Roberto Giardina, ItaliaOggi 3/5/2014, 3 maggio 2014
UN RISTORANTE SOLO PER I SINGLE
da Berlino
Le donne che vanno da sole al ristorante si lamentano di essere discriminate. Le confinano nel tavolo più scomodo, in un angolo del locale. Oppure il cameriere si affretta a chiedere quando arriverà il compagno, marito, amante, o aspirante tale. Se la cliente conferma di essere sola, viene dimenticata, dovrà sbracciarsi per ottenere un menu e poter ordinare.
Intanto vengono molestate da uomini che le considerano una preda disponibile. Sono convinto che abbiano ragione. Ma non è che a noi uomini vada meglio.
Perfino alcuni colleghi sono convinti che il mestiere dell’inviato speciale sia invidiabile, tra alberghi e ristoranti accoglienti, a Parigi o ad Acapulco, circondati da avventuriere affascinanti. Io mi sono trovato a cenare da solo a Bruxelles o a Mosca. E ho sempre colto lo sguardo infastidito del cameriere: vuoi un tavolo tutto per te? Devo sprecare tre coperti? Questo anche se il locale è vuoto, o quasi. L’ultima volta mi è capitato a Milano. Eravamo in cinque o sei in una sala da cento posti, ma mi hanno ostinatamente negato il tavolo per quattro che godeva della luce migliore per leggere.
Ovviamente, solo i single a qualunque sesso appartengano leggono al ristorante, cosa che galatei antiquati considerano disdicevole. Perché mai? Sarei andato altrove se non avesse piovuto. Forse non è solo una questione d’incasso. C’è ovunque un pregiudizio negativo per chi cena o pranza in solitudine: non è proprio in grado di trovarsi un partner che lo accompagni, o un parente, o un collega? A Fernanda, mia moglie, è andata peggio a Roma, in un locale di Trastevere: non l’hanno neanche fatta entrare. A causa sua, italiana e solitaria, perdere qualche possibile turista esotico pronto a accettare qualsiasi piatto mal preparato senza protestare? L’oste romano ignora quanto stia perdendo grazie alla nostra pubblicità negativa tra amici e conoscenti.

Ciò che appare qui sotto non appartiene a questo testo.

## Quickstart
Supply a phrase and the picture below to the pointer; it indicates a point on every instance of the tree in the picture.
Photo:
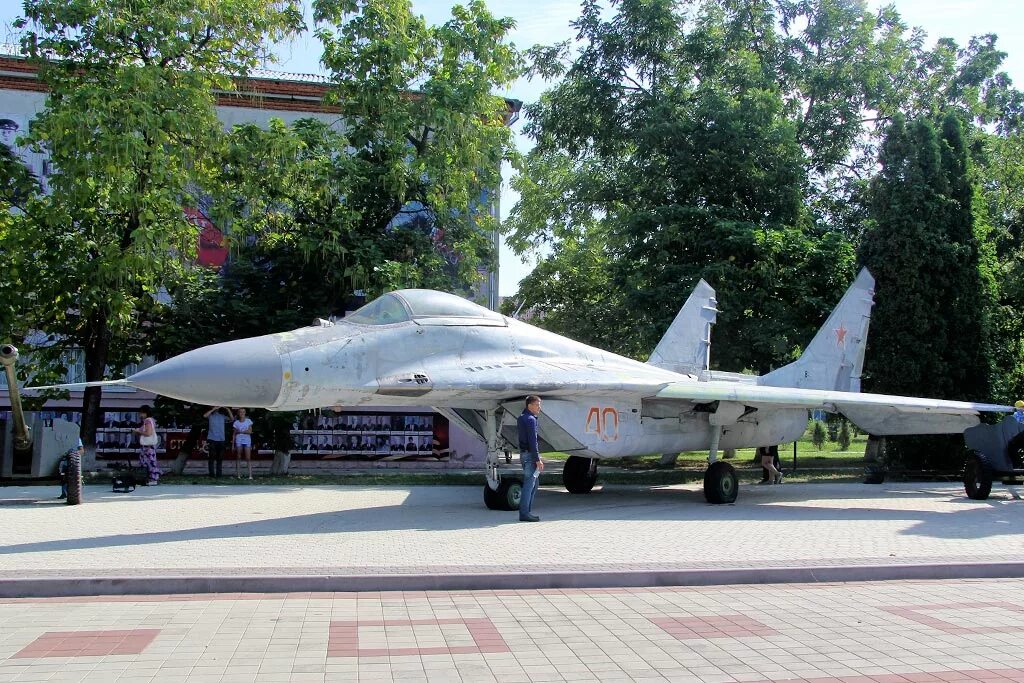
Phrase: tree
(667, 145)
(930, 324)
(421, 152)
(131, 130)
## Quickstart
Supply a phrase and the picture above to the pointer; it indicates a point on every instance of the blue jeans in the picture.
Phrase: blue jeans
(529, 482)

Sulla Süddeutsche Zeitung citano un episodio della serie tv Gilmore Girls, che non ho mai visto: nella mensa della scuola d’élite Chilton, la protagonista siede da sola in compagnia di un libro. Poco dopo viene convocata dal preside, che le rimprovera lo scarso spirito sociale. Un single mangia male e non avrà successo nella vita? L’olandese Marina Van Goor ha lanciato la campagna Dinner for One, in difesa dei single al ristorante. E ha aperto ad Amsterdam il suo primo locale, l’Eenmaal, che, in fiammingo, vuol dire appunto «da solo».

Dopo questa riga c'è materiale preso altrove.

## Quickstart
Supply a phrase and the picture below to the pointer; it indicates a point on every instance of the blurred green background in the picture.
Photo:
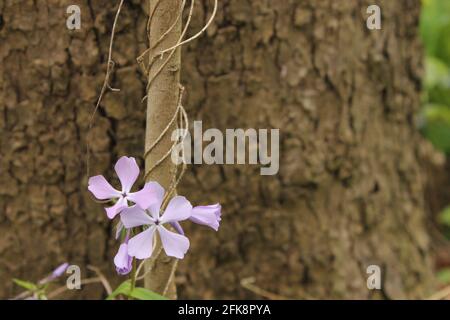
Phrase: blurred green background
(435, 115)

Il ristorante è concepito per clienti che volontariamente desiderano e vogliono sfamarsi in assoluta solitudine, pensando, sognando, o semplicemente sfogliando un giornale o un libro, senza subire sguardi ironici o compassionevoli dei vicini di tavolo, e del personale. I tavolini sono per single, sono a distanza di sicurezza dagli altri, e non c’è alcuna possibilità di aggiungere un secondo coperto. I clienti di Marina devono essere solitari per elezione e non per caso, pronti ad accettare compagnia. Si legge da soli, ma non c’è wireless, perché bisogna sapersi gustare la solitudine senza cercare compagnia virtuale. Inutile aggiungere che è proibito usare il cellulare a tavola.
La cucina dicono sia buona, il prezzo si aggira sui 35 euro, non economico, neanche eccessivo. L’Eenmaal ha avuto successo soprattutto tra i manager, che dopo una giornata d’incontri di lavoro, in trasferta vogliono finalmente stare in pace. Ignoro se sia frequentato da inviati speciali. Presumo di no. Temo che sia una razza ormai in via di estinzione: giornali e settimanali preferiscono informarsi su internet. Marina vuole esportare la sua idea negli Stati Uniti, e presto aprirà un Dinner for One a Londra, e un altro nella mia Berlino, città dove i single sono oltre un terzo degli abitanti.